Sandbach - An ancient and really lovely market town with cobbles, half-timbered pubs and houses, listed buildings, saxon crosses, more history than you can shake a stick at, and the home of Foden and ERF lorries.
The Square (The Cobbles) Sandbach
The Black Bear built in 1634 where it’s alleged that Dick Turpin stayed
Saxon Crosses (Scheduled Ancient Monuments) reported to have been built in the 7th, 8th or 9th century
Lower Chequer is claimed to be the oldest building in Sandbach built in 1570
So many different ages of buildings, some real and some fake
During the 7th Century, the Anglo-Saxon settlement of Sandbach was in the pagan kingdom of Mercia. Legend has it that King Penda of Mercia arranged the marriage of his son Paeda to Princess Alchfleda, the daughter of Oswy the King of Northumbria. As King Oswy was a Christian, Penda allowed four Christian priests, Cedda, Adda, Betti and Diuma, to accompany his son on his return to Mercia. As no union would be allowed by the King unless Paeda embraced the Christian faith he was converted and baptised in the brook below the church at the bottom of The Hill.There is doubt about when the crosses were actually erected. One view is that it was during the lifetime of Paeda, another is that it was much later.
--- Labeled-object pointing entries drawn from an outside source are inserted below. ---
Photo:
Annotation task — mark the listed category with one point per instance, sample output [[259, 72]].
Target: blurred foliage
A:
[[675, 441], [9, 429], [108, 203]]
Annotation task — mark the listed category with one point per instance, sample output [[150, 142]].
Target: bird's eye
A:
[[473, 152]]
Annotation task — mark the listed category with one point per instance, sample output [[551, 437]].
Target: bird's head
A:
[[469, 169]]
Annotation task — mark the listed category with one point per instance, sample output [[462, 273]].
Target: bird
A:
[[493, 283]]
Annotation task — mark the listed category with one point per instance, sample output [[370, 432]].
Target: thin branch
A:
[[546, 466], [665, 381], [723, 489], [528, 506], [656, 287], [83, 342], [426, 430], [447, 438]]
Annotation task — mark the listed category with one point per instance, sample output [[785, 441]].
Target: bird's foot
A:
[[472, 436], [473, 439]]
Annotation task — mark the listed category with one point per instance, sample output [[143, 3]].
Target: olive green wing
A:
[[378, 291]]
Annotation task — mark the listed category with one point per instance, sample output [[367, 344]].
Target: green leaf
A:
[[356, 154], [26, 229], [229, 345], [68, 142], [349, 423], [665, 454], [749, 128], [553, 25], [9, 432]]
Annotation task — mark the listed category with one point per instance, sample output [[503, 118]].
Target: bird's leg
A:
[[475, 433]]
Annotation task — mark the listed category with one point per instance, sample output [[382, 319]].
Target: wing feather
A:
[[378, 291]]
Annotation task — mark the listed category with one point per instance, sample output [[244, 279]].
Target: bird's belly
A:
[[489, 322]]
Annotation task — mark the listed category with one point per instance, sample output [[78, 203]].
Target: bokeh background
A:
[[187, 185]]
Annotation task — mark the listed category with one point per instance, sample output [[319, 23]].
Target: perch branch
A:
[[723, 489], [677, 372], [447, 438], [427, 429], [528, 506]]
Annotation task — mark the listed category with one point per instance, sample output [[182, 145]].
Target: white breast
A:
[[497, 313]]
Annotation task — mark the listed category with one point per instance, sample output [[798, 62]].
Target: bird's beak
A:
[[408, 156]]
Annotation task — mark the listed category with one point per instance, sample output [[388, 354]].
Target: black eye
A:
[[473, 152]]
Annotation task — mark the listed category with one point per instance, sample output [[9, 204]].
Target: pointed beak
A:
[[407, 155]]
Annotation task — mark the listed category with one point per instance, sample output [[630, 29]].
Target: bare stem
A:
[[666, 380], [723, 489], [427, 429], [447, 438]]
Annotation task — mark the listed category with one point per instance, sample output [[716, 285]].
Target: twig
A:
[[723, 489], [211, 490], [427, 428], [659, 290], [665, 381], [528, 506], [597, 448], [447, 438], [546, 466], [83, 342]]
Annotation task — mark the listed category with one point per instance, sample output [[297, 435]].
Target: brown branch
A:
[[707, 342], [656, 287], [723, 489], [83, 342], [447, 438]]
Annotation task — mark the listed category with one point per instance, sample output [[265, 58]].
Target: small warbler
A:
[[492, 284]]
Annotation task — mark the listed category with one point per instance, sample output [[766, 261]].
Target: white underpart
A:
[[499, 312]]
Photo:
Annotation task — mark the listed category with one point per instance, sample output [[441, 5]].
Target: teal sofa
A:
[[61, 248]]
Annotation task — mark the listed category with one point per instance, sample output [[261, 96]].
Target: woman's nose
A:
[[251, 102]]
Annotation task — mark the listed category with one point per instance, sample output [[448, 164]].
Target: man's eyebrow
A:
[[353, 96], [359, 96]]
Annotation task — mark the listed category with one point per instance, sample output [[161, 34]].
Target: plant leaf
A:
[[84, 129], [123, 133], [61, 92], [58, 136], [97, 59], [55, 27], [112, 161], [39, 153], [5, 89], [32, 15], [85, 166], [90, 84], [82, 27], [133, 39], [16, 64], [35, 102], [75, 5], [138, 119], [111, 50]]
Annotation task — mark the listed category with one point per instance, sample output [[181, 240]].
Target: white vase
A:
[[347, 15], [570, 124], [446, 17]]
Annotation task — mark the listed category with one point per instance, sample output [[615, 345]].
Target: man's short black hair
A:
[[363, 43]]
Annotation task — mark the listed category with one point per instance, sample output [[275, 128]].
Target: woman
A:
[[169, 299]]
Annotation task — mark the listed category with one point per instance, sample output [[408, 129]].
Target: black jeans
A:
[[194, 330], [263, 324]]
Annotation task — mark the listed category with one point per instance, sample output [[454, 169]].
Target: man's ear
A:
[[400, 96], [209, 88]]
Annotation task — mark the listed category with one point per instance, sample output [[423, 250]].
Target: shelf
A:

The larger of the two obelisks depicts scenes from the Bible showing John the Baptist in the Wilderness, the Birth of Jesus, His trial and crucifixion, the Ascension, the descent of the Holy Spirit on the Apostles. The smaller shaft shows events leading up to and including Paeda's conversion and eventual marriage to Alchfleda. (Click here)
St `Mary’s Church in the cold sunshine
The hand water pump served the residents of the surrounding properties until the late 19th century
Half timbered listed building in Hawk street build in 1570 and listed by the Dept of the Environment
The Swan and Chequers (quite a new building) built in 1895!
A town well worth the mile or so walk from Wheelock visitor moorings.